I have the same problem, can't connect to a service ip from the service's pod. I have a nginx service 10.10.10.180 and nginx pods 20.1.1.3, in the nginx pod the connection to 10.10.10.180 was return timeout, but the connection to other service was ok.
Environment:
docker version: 1.12.5 contiv version: https://github.com/contiv/install/releases/tag/1.0.0-beta.3 OS: Centos7 (3.10.0-327.28.3.el7.x86_64) Kubernetes version: kubectl version
Client Version: version.Info{Major:"1", Minor:"5", GitVersion:"v1.5.1", GitCommit:"82450d03cb057bab0950214ef122b67c83fb11df", GitTreeState:"clean", BuildDate:"2016-12-14T00:57:05Z", GoVersion:"go1.7.4", Compiler:"gc", Platform:"linux/amd64"} Server Version: version.Info{Major:"1", Minor:"5", GitVersion:"v1.5.3", GitCommit:"029c3a408176b55c30846f0faedf56aae5992e9b", GitTreeState:"clean", BuildDate:"2017-02-15T06:34:56Z", GoVersion:"go1.7.4", Compiler:"gc", Platform:"linux/amd64"}
Contiv network setting: netctl global inspect
Inspecting global { "Config": { "key": "global", "arpMode": "proxy", "fwdMode": "bridge", "name": "global", "networkInfraType": "default", "pvtSubnet": "172.19.0.0/16", "vlans": "1-4094", "vxlans": "1-10000" }, "Oper": { "clusterMode": "kubernetes", "numNetworks": 1, "vxlansInUse": "1" } }
netctl net ls
Installation method: I follow https://github.com/contiv/install/blob/master/README.md#kubernetes-14-installation to install Kubernetes and Contiv
My topology is as below:
Issue Description
I tried with the the example @neelimamukiri gave https://github.com/microservices-demo/microservices-demo/blob/master/deploy/kubernetes/complete-demo.yaml?raw=true.
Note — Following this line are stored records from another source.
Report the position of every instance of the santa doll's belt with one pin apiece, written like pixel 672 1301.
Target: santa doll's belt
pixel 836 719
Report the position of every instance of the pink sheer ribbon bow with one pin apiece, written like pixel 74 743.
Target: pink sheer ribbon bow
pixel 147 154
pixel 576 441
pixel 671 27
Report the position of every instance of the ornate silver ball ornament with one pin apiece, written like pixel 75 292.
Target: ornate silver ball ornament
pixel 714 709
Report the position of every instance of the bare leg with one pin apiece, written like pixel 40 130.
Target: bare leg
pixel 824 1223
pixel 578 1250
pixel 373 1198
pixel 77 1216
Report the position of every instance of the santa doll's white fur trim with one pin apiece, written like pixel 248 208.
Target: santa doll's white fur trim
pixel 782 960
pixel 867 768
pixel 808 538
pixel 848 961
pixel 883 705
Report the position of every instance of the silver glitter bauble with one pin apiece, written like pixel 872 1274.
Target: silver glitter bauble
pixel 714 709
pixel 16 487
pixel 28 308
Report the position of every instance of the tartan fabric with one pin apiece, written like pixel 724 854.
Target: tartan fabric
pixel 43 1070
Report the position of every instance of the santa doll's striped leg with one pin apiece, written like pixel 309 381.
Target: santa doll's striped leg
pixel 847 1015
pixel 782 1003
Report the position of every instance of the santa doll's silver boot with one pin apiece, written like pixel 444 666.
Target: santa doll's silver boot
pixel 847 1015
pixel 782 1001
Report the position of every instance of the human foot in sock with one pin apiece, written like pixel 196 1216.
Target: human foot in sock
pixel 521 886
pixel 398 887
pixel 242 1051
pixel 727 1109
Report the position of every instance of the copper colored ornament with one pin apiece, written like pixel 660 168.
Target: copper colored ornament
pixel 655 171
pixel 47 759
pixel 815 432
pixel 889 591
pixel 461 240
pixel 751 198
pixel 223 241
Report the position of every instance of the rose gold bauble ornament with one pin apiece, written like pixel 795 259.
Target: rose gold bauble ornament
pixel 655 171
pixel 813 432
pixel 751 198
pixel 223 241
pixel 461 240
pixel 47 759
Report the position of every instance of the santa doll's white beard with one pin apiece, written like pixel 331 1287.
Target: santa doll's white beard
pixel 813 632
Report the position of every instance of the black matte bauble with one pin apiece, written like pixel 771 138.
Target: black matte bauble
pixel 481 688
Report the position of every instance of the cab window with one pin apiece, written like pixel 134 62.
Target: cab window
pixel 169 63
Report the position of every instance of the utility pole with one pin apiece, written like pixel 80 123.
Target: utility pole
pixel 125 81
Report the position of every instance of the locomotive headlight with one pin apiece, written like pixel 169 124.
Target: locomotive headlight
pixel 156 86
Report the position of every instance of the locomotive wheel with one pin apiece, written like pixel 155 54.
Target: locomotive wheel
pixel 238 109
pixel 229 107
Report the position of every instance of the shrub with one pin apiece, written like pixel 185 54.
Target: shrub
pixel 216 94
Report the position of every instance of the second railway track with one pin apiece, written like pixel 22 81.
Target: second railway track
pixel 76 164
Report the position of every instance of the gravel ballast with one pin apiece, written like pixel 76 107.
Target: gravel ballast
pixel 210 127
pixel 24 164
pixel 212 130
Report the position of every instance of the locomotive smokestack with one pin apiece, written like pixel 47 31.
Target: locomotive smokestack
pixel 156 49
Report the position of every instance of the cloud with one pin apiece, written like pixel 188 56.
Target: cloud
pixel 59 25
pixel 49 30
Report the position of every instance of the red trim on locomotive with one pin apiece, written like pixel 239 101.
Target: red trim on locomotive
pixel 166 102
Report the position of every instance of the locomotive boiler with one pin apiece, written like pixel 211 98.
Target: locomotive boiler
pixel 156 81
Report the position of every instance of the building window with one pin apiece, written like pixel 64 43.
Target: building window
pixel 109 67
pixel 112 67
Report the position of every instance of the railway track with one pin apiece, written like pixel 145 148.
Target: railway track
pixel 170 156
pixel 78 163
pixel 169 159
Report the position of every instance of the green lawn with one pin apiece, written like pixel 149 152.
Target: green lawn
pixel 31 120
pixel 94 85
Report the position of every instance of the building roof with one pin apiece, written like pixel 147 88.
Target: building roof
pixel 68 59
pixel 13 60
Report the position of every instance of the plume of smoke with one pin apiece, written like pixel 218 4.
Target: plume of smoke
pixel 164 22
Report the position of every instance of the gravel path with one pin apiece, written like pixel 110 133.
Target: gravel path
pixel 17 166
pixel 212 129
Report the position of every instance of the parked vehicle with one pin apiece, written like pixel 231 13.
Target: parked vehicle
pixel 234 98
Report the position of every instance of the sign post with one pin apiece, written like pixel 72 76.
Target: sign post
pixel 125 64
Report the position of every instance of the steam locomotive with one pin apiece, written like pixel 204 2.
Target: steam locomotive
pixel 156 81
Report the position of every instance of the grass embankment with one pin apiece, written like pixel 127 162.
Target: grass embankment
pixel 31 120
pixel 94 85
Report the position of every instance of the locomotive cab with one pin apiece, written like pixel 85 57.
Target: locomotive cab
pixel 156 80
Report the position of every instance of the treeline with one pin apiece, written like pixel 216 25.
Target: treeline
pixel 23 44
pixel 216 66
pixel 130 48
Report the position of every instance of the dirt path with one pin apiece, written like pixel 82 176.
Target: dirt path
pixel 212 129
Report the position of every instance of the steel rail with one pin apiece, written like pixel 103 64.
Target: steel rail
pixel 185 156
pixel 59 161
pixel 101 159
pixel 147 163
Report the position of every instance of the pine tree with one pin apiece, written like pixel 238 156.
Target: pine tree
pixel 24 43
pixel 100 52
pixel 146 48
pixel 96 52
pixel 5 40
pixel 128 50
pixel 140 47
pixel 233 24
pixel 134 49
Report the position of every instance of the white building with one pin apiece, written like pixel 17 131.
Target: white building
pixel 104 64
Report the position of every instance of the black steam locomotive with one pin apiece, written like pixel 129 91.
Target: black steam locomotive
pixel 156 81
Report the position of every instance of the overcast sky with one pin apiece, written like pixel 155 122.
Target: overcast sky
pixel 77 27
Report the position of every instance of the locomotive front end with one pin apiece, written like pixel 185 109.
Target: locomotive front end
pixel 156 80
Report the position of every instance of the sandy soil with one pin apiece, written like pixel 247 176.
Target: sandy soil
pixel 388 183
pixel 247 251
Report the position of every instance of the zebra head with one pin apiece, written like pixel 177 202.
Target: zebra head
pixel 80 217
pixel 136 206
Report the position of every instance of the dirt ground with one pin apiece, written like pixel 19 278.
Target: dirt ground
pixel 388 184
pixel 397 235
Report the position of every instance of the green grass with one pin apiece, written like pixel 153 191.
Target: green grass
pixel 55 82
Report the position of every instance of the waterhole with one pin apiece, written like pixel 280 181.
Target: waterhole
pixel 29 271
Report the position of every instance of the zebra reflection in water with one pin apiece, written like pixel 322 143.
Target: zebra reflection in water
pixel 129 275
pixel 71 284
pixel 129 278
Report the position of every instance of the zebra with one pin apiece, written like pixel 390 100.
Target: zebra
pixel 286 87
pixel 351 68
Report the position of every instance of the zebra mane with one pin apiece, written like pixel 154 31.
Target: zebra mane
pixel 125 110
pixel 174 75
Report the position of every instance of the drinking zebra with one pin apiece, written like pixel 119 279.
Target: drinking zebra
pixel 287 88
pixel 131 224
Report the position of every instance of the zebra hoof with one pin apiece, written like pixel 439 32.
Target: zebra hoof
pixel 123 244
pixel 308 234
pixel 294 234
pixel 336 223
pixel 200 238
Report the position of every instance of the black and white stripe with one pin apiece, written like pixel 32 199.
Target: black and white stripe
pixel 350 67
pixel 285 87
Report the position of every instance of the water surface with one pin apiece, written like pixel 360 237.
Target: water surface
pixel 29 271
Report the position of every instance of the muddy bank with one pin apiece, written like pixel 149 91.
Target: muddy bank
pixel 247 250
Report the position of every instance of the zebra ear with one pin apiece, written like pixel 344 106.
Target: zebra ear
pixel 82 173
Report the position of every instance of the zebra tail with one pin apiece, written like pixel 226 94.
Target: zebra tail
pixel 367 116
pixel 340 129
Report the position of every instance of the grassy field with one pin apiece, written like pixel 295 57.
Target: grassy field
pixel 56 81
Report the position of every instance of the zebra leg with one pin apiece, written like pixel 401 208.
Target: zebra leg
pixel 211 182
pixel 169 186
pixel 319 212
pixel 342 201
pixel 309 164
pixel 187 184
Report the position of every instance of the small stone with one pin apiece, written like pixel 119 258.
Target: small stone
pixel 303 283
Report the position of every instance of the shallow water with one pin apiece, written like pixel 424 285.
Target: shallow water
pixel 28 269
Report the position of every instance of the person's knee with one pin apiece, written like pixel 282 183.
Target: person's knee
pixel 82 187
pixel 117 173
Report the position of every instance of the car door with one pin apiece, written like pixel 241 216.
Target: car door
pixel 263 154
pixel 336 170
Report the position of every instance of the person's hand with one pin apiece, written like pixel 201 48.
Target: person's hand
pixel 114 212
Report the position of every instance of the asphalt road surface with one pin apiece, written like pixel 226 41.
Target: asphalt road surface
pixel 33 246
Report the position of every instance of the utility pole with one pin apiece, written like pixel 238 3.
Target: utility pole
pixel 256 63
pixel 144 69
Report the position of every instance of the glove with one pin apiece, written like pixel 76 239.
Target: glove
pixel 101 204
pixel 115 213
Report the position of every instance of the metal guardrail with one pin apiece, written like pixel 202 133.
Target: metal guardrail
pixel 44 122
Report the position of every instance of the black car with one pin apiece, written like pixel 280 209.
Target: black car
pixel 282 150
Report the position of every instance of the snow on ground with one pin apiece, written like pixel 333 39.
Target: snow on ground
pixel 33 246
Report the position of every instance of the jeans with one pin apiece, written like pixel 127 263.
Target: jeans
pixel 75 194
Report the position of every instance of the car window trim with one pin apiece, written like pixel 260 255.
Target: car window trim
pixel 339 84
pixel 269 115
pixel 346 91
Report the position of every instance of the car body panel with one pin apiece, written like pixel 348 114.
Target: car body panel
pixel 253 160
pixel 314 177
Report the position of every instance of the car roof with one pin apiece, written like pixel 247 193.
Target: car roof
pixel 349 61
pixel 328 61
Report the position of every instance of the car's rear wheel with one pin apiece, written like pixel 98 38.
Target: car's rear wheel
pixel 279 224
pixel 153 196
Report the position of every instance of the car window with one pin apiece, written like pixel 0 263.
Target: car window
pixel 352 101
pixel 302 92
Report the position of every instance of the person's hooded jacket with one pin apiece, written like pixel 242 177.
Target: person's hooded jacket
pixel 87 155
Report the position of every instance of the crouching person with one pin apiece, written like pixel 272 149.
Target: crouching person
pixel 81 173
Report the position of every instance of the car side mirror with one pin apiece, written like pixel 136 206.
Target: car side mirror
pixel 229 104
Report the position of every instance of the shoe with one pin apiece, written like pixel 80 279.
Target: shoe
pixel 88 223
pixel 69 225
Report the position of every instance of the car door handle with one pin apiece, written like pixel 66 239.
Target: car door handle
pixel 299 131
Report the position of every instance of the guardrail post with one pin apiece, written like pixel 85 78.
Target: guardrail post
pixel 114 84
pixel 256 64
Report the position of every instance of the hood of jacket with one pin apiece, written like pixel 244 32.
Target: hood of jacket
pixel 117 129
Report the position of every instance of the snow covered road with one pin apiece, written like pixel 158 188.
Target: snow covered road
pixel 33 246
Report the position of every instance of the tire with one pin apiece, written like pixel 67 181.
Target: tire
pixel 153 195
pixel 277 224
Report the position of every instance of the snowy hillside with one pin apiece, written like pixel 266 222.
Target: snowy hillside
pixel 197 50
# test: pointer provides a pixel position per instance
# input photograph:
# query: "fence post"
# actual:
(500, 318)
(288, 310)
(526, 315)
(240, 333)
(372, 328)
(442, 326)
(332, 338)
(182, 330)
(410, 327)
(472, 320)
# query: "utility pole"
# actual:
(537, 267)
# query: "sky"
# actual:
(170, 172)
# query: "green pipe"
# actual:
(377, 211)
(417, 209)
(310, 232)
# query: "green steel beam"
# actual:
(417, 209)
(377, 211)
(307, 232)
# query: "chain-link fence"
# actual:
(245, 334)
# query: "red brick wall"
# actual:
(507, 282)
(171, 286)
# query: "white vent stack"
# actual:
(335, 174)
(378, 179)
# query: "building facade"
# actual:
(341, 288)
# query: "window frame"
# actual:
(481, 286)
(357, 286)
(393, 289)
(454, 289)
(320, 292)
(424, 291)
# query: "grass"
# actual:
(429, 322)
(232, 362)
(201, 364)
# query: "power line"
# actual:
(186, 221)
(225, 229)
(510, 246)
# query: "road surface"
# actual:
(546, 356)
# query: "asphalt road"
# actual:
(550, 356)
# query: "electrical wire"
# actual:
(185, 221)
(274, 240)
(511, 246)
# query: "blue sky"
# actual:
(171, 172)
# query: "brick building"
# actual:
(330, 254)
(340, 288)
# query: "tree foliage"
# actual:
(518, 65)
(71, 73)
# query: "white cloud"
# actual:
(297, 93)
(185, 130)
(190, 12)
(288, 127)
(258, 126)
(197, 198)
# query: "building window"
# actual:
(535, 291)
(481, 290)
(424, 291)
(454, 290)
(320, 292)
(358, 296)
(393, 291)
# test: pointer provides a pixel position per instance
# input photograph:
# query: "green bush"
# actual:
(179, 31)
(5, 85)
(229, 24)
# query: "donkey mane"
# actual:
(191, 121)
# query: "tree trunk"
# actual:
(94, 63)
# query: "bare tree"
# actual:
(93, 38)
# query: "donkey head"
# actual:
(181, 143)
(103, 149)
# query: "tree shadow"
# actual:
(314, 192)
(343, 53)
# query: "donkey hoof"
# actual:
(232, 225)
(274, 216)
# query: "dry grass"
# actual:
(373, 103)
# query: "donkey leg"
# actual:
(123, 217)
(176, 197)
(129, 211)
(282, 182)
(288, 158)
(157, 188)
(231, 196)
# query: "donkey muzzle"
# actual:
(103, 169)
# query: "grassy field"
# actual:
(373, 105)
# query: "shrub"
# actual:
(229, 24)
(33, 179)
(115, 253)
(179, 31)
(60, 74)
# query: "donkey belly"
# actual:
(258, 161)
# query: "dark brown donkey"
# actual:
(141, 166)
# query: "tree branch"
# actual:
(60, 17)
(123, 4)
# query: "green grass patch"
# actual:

But the situation is the same, the pods are unable to communicate with each other via their cluster ip (10.254.0.0/16) cidr.
I used tcpdump to debug the issue. Following is what I found. I tried to connect from "cart" to "cart-db" in the example. Docker "cart" is on node 192.168.50.48, contiv endpoint is 20.1.1.1 Docker "cart-db" is on node 192.168.50.46, contiv endpoint is 20.1.1.13, with cluster ip 10.254.210.119, the db listens on port 27017
Experiment 1: connect to "cart-db" endpoint ip Result: Accessible
Experiment 2: connect to "cart-db" cluster ip Result: Inaccessible
Experiment 3: connect to "cart-db" cluster ip from another docker within the same host (node3:192.168.50.46) Result: Accessible
kubectl get po --all-namespaces -o wide | grep node3
sock-shop cart-db-2053818980-v7d5p 1/1 Running 0 21h 20.1.1.13 node3-vm5-46 sock-shop orders-3248148685-n0gp3 1/1 Running 0 21h 20.1.1.8 node3-vm5-46 [truncated]My suspicion:
From experiment 2, we can see the DNAT is actually working for translate 10.254.210.119 to 20.1.1.13. But when the reply comes, the SNAT rule is missing translate 20.1.1.13 back to 10.254.210.119. From the view of "cart", it doesn't get reply from 10.254.210.119 though it actually gets it from 20.1.1.13 but ignored.